Background The Loess Plateau, one of the most severe soil erosive areas in the world, is discharging large amounts of sediment to the Yellow River, resulting in serious sedimentation of the downstream channel. Assessing the relationships between rainfall, runoff, and sediment in the watershed may provide critical insights for understanding hydrological and soil erosion processes which are vital to sustainable management of watershed. This study attempts to analyze characteristics of runoff and sediment yield and their relationship with different rainfall patterns in the Yangjiagou watershed on the tableland-gully region of the Loess Plateau.

Methods This study applied the K-means clustering method and discriminant analysis method, and the rainfall events were classified using the runoff and sediment load data of the 184 rainfall events in the Yangjiagou watershed during 1981-2010. The power function was used to analyze the relationship of runoff and sediment.

Results Annual runoff and sediment load demonstrated significant decreasing trend (P < 0.01). Average annual value of the runoff and sediment load decreased by 50.32% and 55.64% in 1990-2010 compared to those during 1981-1989, respectively. The rainfall events were divided into three patterns. Pattern A was characterized by low rainfall amount (13.30-29.20 mm), medium duration (4.00-12.63 h) and medium rainfall intensity (1.80-5.00 mm/h). It included 149 rainfall events, accounting for 81% of the total rainfall events. Pattern B comprised of 32 rainfall events, accounting for 17%, which were characterized by high rainfall amount (48.73-75.05 mm), long duration (24.38-38.31 h) and low rainfall intensity (1.32-2.73 mm/h). Only 3 rainfall events belonged to pattern C, accounting for 2% of the total, and was characterized by medium rainfall amount (15.45-60.85 mm), short duration (0.57-4.40 h) and heavy rain intensity (27.65-38.60 mm/h). Pattern A was major rainfall pattern in the studied watershed, pattern B was similar to pattern A, and pattern C was extreme rainfall events. The proportions of the accumulated rainfall, runoff and sediment load among different rainfall patterns followed the order: pattern A>pattern B>pattern C. The runoff and sediment yield were mainly contributed by pattern A. The relationship of runoff and sediment transport modulus was well fitted by the power function with the best fit of pattern.

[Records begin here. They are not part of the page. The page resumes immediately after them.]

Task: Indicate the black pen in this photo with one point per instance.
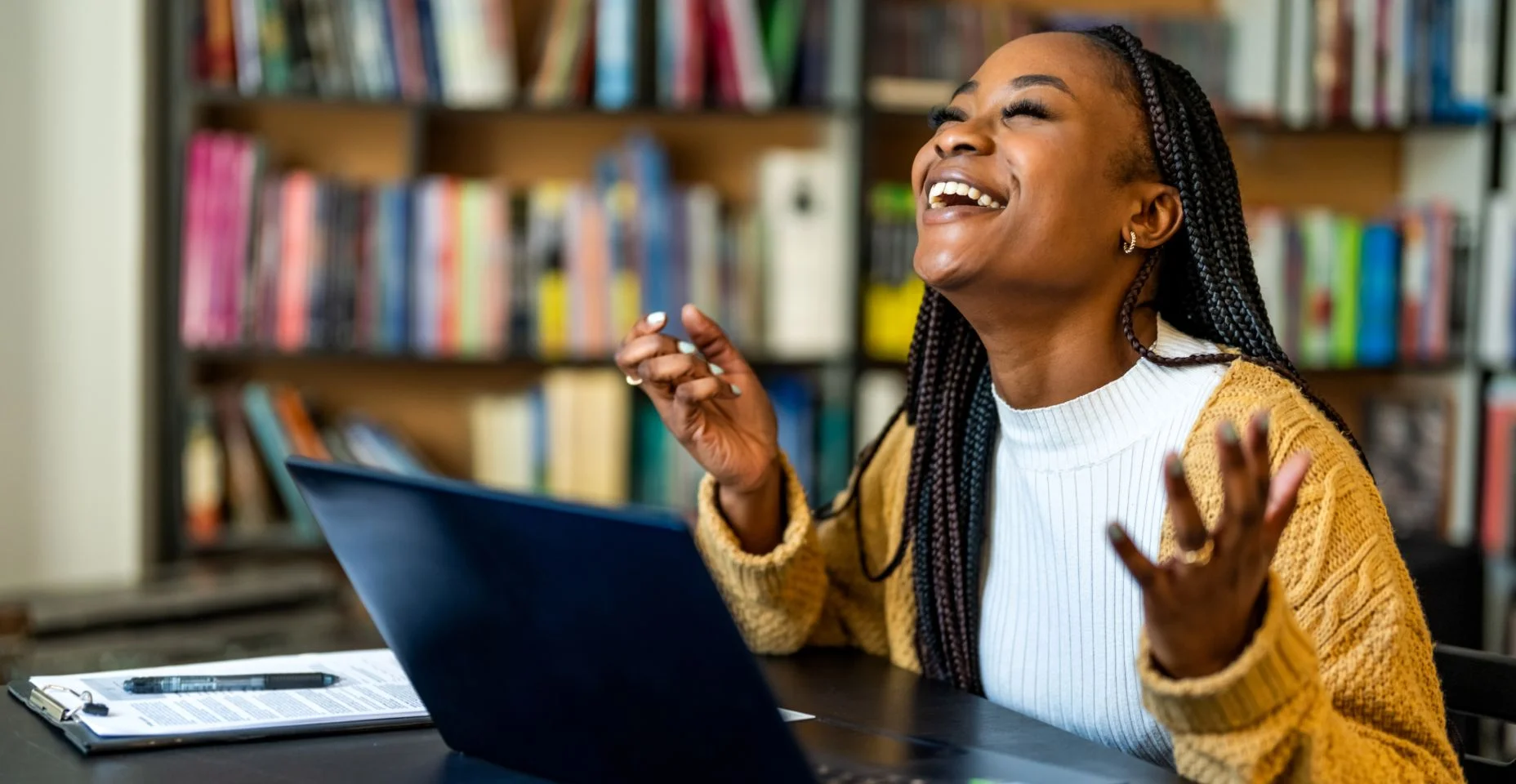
(185, 684)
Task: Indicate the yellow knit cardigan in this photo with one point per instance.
(1337, 684)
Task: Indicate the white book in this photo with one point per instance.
(244, 31)
(1496, 290)
(1474, 51)
(1252, 76)
(1300, 84)
(752, 72)
(880, 394)
(702, 222)
(810, 272)
(1271, 251)
(1365, 63)
(846, 55)
(1395, 78)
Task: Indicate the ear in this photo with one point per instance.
(1158, 214)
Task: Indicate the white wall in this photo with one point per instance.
(72, 290)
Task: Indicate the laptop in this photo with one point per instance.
(579, 644)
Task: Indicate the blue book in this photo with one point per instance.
(793, 408)
(1379, 295)
(274, 444)
(426, 23)
(616, 53)
(393, 247)
(649, 175)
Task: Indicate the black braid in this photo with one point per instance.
(1207, 287)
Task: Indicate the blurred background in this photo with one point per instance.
(408, 234)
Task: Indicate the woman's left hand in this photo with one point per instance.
(1204, 605)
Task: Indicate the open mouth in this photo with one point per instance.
(961, 193)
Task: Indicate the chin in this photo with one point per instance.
(947, 269)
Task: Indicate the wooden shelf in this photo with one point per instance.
(225, 99)
(235, 357)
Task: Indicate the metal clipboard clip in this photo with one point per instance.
(58, 711)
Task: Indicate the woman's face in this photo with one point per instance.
(1039, 138)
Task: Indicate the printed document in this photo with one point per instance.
(372, 688)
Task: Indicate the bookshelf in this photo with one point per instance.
(426, 398)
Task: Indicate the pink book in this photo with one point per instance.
(219, 238)
(724, 55)
(240, 217)
(497, 261)
(294, 269)
(1494, 528)
(191, 254)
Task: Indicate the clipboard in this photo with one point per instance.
(88, 742)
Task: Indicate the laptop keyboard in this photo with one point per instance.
(830, 773)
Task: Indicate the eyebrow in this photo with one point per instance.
(1021, 82)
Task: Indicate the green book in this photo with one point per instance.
(1345, 292)
(781, 42)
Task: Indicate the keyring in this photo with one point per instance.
(1200, 555)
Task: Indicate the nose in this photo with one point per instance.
(963, 138)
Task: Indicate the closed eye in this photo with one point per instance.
(1027, 108)
(945, 114)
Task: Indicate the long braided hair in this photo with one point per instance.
(1207, 288)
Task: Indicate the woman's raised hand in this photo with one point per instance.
(1204, 605)
(711, 402)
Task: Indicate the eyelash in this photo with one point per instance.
(1023, 106)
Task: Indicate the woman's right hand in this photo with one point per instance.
(716, 408)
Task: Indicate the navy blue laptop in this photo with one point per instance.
(579, 644)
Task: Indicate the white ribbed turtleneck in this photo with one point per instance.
(1060, 616)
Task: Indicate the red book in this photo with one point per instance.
(724, 55)
(219, 47)
(1495, 513)
(193, 263)
(405, 40)
(448, 274)
(294, 261)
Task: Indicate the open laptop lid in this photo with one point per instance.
(575, 644)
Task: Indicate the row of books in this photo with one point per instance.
(1496, 332)
(235, 484)
(455, 52)
(463, 267)
(892, 290)
(1369, 63)
(916, 42)
(581, 435)
(1342, 292)
(616, 53)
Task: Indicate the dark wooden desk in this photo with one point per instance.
(843, 686)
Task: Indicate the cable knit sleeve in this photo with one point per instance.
(810, 589)
(1339, 683)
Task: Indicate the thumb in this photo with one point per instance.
(711, 340)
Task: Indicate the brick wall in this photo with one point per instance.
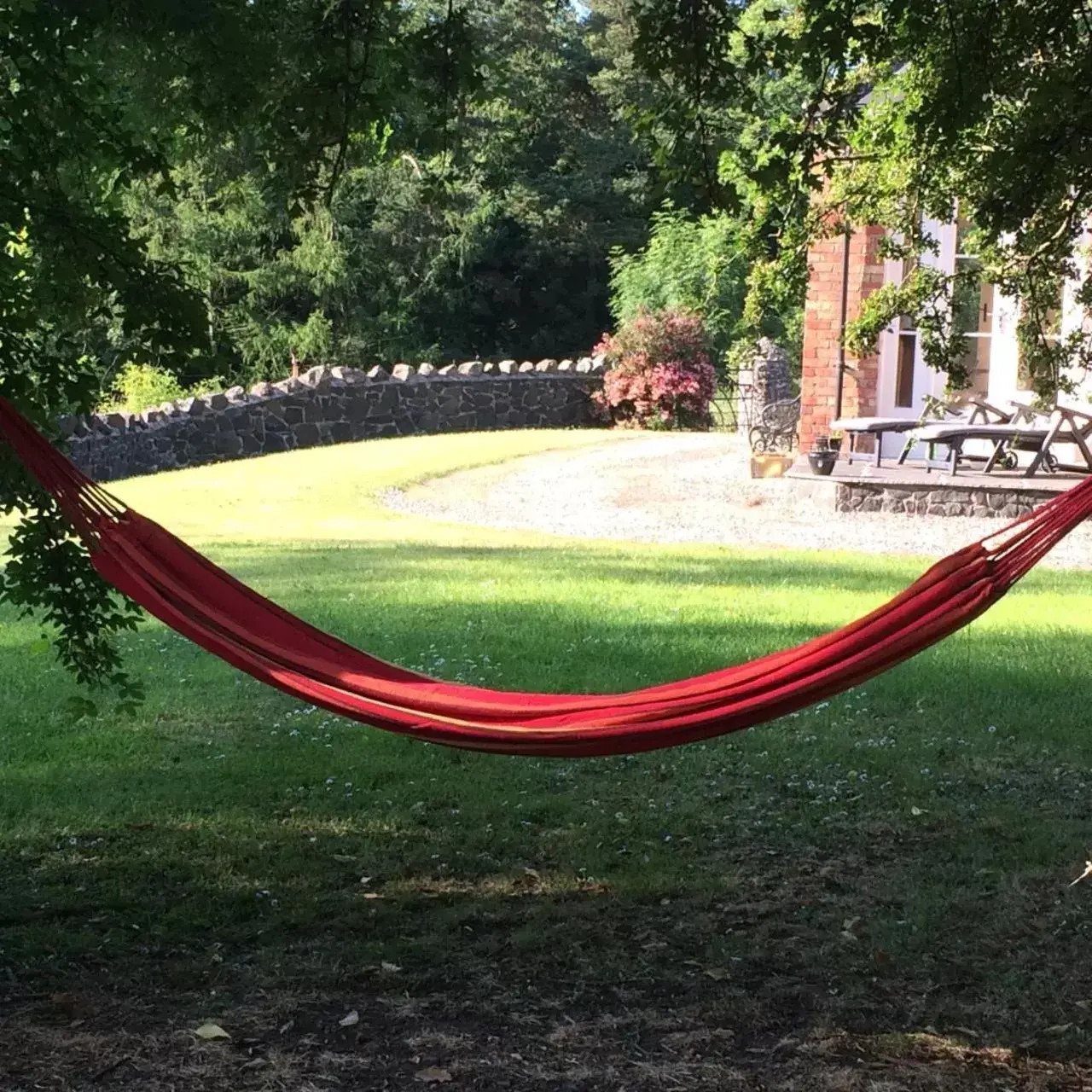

Conclusions The results reveal the basic characteristics of runoff and sediment yield for different rainfall patterns. Different rainfall patterns cause strong impact on runoff and sediment yield, and there was the strongest runoff and sediment yield capacity in pattern C, followed by pattern A and B. Decreased rainfall and increased vegetation cover result in the reduction of runoff and sediment yield in the studied watershed. The rainfall amount, duration and intensity significantly affect runoff and sediment yield.